Et Steffen, qu’est-ce que ça fait pour vous d’être soudainement beaucoup plus exposé avec ce projet ? Au Kraftklub, cela prend le chagrin de chacun. Ici, en larmes, vous devez maintenant vous expliquer.
STEFFEN C’est bon… mais heureusement, je ne suis pas seul. Moins qu’un duo ne fonctionnerait pas pour moi.
Quand on voit des couples sur scène, on imagine généralement qu’ils le sont aussi en vrai sont ensemble. Que ressentez-vous par rapport à l’amour ?
GWEN Haha, tu es la première à oser demander ça !
Et?
STEFFEN La chanson « Ce n’est pas à quoi ça ressemble » est la première chanson du disque. Pour que ce soit clair.
[Schweigen]
STEFFEN [verschmitzt] La musique nous connecte. C’est notre amour.
[Schweigen / Ich hoffe, dass noch mehr zum Thema kommt. Doch die beiden gucken bloß freundlich.]
D’accord, d’accord, puis dernière question : Hype Town Chemnitz. Gwen, comment t’es-tu installée ici ? Steffen, quelle a été la première chose que tu lui as montrée à propos de la ville ?
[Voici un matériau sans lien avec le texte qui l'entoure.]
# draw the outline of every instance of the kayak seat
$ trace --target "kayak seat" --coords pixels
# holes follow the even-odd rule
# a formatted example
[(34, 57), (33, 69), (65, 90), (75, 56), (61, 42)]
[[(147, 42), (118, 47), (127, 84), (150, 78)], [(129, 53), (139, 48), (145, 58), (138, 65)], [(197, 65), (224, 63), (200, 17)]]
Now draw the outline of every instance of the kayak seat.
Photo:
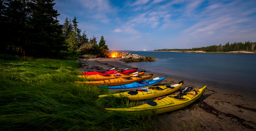
[(172, 86), (170, 86), (170, 85), (167, 85), (167, 86), (166, 86), (166, 87), (167, 87), (167, 88), (175, 88), (174, 87), (172, 87)]
[(160, 88), (159, 86), (156, 87), (156, 89), (158, 90), (162, 90), (162, 89), (161, 88)]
STEFFEN Tout d’abord… Bien sûr le meilleur restaurant vietnamien ! Parce que Gwen aime manger vietnamien. Et puis? Dois-je réfléchir…
GWEN Depuis, je fais visiter la ville à Steffen. [lacht] Non, il m’a montré les clubs rapidement. Nous avons été dans l’écho du monde et avons pu également ouvrir le nouvel Atomino. En tout cas, Chemnitz est vraiment sympa pour moi base, car il ne se passe pas grand-chose et il y a beaucoup de nature autour. Mais il y a aussi quelques cafés sympas, j’aime m’asseoir dans les cafés, je dois le dire – et j’ai pu présenter Steffen à ceux qui sont ici. De plus, en tant qu’artiste pauvre, vous pouvez vous permettre de vivre à Chemnitz – mais bien sûr, vous pouvez aussi vous le permettre en tant qu’artiste riche.
Le Kraftklub incarne cette attitude selon laquelle la vie culturelle est possible en dehors de Berlin. Et les gens ne doivent pas nécessairement être absorbés par le capital à un moment donné.
STEFFEN Mais je ne me considère toujours pas comme un ambassadeur de la marque Chemnitz. Gwen a adoré cet endroit.
GWEN C’est vrai.
L’album : Tears – HAIR OF A DOG (Eklat / Sortie le 3 novembre)
La première tournée au printemps 2024. De nombreuses villes sont déjà complètes. Vous pouvez trouver un aperçu de toutes les dates ici.
Que s’est-il passé jusqu’à présent ? Voici un aperçu de tous les textes des colonnes pop.